REPUBLIKA.CO.ID, DENPASAR -- Pemerintah Provinsi Bali meminta sensor tayangan kekerasan yang ditampilkan stasiun televisi diperketat untuk mencegah terjadinya tawuran pelajar.
"Tayangan televisi sangat rentan berpengaruh terhadap perkembangan kejiwaan anak-anak yang masih labil," kata Kepala Dinas Pendidikan, Pemuda dan Olahraga Provinsi Bali Anak Agung Ngurah Gede Sujaya, di Denpasar, Kamis (4/10).
Proses panjang mengarahkan anak-anak di sekolah untuk berbuat baik, menurut dia, akan menjadi rugi ketika televisi menampilkan berbagai tayangan kekerasan secara vulgar.

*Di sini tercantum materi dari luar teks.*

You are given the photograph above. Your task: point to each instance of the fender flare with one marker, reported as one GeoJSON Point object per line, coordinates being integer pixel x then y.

"Kami khawatir anak didik kita akan meniru seperti di televisi, maka rugilah pembinaan selama ini karena mereka memiliki kelabilan emosional," ujarnya.
Sujaya menambahkan, usia muda merupakan masa mencari bentuk, mencari jati diri, dan ingin menampilkan diri sebagai pahlawan.
"Celakalah kalau kegiatan kekerasan itu dipandang sebagai bentuk kepahlawanan, sehingga kami sangat berharap tayangan televisi ke depan lebih baik," ujarnya.
Mengingat usia anak-anak dan remaja masih labil, Sujaya juga mengharapkan keterlibatan tokoh-tokoh masyarakat untuk memantau perkembangan anak-anak.
Sujaya mengatakan, selain memperketat sensor, para siswa perlu diprogramkan berbagai kegiatan positif di luar kelas seperti pramuka, pelatihan bela negara, paskibraka, siaga bencana dan sebagainya sehingga waktu luang siswa bisa digunakan untuk pengembangan diri.
"Sebenarnya di sekolah-sekolah sudah ada, ini yang kami minta pengawasan terpadu untuk bersama mengarahkan siswanya memilih salah satu program pengembangan diri tersebut," ujar Sujaya.